Frente à complexidade dos novos e velhos desafios, novas abordagens são necessárias
é com alegria que participamos, recentemente, do VI Congresso Paulista de Medicina do Trabalho, o qual teve por mote as questões que vêm se constituindo em desafios novos para a Saúde e Segurança do Trabalho e, diante da complexidade desses problemas, o consequente reconhecimento da necessidade de lançar mão de abordagens multiprofissionais e multidisciplinares, para o seu entendimento e para o seu manejo.
Na verdade, a complexidade é ainda maior, quando se percebe que não existe uma linha divisória que separa o velho do novo. Pelo contrário: pelo menos no campo da SST, os antigos ou velhos desafios estão ainda presentes, enquanto muitos outros, rotulados como novos, despontam todos os dias. Com efeito, a simultaneidade de problemas – velhos e novos – aumenta a complexidade. Em outras áreas da Saúde, esse fenômeno tem sido rotulado como “dupla carga”, e, por certo, não é diferente no campo da SST, onde o presente é uma quimera quase virtual, que liga o passado ao futuro…

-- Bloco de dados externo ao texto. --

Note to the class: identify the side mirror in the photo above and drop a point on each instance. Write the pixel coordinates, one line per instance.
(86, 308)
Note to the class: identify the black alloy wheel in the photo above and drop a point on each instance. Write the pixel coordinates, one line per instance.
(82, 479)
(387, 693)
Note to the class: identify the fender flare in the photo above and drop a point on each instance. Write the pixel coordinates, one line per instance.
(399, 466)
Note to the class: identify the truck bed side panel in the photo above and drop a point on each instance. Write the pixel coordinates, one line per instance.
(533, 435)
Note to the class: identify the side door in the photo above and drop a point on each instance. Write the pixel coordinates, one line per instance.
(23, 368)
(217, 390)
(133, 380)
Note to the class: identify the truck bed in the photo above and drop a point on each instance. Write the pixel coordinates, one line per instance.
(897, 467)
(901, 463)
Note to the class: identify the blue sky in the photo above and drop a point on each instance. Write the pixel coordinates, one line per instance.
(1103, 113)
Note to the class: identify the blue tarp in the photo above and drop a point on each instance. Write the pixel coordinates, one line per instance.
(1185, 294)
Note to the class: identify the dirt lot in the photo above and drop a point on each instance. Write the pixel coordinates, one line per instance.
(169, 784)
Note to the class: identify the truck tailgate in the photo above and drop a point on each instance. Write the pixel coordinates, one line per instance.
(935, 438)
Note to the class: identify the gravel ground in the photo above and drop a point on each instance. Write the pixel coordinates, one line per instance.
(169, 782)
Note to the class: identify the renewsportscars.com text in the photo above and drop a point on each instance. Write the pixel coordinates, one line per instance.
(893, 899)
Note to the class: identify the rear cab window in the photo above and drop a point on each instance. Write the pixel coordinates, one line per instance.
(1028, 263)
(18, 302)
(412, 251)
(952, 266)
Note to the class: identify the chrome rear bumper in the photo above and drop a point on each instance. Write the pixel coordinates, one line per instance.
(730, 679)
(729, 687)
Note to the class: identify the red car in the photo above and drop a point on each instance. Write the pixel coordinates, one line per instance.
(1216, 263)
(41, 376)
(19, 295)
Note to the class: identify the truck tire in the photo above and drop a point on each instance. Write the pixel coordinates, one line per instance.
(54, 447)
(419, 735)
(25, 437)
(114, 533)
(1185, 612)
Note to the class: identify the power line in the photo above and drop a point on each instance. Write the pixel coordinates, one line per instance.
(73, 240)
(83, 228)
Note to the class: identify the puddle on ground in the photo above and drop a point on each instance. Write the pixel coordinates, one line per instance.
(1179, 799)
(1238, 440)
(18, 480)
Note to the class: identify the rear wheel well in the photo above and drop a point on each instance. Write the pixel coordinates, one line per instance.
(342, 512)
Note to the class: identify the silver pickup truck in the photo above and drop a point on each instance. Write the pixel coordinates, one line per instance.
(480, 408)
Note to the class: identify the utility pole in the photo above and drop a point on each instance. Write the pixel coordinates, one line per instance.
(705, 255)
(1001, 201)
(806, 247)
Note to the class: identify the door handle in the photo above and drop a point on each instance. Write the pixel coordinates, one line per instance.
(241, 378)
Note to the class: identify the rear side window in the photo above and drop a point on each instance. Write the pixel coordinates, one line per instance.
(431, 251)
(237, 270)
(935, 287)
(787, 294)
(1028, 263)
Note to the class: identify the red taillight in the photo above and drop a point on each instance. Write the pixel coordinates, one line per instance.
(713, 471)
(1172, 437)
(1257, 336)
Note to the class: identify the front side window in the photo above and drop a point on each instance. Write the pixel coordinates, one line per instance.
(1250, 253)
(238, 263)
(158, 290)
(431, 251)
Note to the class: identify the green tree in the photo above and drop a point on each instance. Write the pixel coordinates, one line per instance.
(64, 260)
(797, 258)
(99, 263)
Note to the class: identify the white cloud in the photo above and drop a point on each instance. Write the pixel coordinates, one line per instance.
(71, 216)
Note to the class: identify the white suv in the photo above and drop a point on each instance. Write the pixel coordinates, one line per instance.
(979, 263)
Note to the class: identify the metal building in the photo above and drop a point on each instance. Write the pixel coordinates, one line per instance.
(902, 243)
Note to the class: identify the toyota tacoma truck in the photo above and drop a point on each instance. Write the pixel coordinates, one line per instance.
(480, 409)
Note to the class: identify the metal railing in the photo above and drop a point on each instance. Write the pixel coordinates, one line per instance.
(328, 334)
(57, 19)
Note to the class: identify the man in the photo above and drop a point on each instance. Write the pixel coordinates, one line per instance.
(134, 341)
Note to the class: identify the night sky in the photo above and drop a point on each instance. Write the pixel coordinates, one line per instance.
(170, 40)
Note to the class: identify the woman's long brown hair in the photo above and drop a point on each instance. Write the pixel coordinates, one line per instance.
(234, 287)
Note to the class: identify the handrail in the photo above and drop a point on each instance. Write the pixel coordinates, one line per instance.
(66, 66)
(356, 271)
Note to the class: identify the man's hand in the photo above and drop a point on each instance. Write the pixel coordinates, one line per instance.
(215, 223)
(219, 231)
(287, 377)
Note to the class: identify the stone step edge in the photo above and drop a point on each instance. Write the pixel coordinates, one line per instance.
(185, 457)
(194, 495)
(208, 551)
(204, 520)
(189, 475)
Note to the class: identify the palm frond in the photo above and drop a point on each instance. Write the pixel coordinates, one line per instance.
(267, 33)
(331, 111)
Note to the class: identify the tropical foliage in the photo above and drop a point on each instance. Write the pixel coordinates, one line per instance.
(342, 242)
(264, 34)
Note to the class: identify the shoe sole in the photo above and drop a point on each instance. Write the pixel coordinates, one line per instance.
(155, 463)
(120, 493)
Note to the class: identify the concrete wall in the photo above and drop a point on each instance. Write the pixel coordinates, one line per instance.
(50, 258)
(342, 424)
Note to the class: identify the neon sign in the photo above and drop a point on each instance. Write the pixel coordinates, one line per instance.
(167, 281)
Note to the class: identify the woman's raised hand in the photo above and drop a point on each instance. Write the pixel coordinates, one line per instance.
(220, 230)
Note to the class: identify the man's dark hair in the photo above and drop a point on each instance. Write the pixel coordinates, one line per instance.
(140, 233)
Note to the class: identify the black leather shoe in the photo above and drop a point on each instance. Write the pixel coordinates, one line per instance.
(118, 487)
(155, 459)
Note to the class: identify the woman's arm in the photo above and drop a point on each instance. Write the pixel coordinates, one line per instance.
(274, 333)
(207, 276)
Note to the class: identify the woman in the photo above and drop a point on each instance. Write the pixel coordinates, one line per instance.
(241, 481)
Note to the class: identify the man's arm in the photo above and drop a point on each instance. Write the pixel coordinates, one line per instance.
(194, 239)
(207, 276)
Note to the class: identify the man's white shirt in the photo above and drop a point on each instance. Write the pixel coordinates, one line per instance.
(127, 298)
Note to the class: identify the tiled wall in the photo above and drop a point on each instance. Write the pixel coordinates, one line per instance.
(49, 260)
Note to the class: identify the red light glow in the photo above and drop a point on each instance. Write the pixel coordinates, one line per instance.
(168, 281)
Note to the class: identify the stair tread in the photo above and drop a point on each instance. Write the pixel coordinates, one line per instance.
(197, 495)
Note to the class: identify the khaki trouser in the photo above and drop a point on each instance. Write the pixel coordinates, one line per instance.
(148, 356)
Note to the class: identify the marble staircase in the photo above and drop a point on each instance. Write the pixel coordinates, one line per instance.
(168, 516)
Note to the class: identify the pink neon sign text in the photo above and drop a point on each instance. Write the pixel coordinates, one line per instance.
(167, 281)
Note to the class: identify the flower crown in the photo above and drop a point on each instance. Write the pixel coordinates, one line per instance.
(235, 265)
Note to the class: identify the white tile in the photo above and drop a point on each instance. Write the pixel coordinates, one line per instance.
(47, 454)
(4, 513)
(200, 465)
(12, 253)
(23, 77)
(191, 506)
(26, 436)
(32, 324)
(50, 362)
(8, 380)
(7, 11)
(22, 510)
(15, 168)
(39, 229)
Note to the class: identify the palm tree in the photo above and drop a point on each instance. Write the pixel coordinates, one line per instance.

Pois bem, frente aos desafios antigos e novos, no campo da SST, abordagens tradicionais de médicos, engenheiros, técnicos de segurança, higienistas, ergonomistas, profissionais de enfermagem, fonoaudiólogos, fisioterapeutas, terapeutas ocupacionais, odontólogos do trabalho e quaisquer outras profissões, isoladas, ou de disciplinas formais de conhecimento, serão, crescentemente, insuficientes para dar conta da complexidade dos problemas, desde o entendimento de sua natureza e origem, até ao correto manejo preventivo e corretivo. O fato portador de futuro, constituído, segundo Michel Godet, por “sinais ínfimos, por sua dimensão presente, existentes no ambiente, mas imensos por suas consequências e potencialidades” é o dar-se conta das limitações das abordagens uniprofissionais ou monodisciplinares, para abrir-se em busca da construção de abordagens multiprofissionais, a caminho de modelagens ainda mais avançadas, como, por exemplo, as abordagens inter e transdisciplinares.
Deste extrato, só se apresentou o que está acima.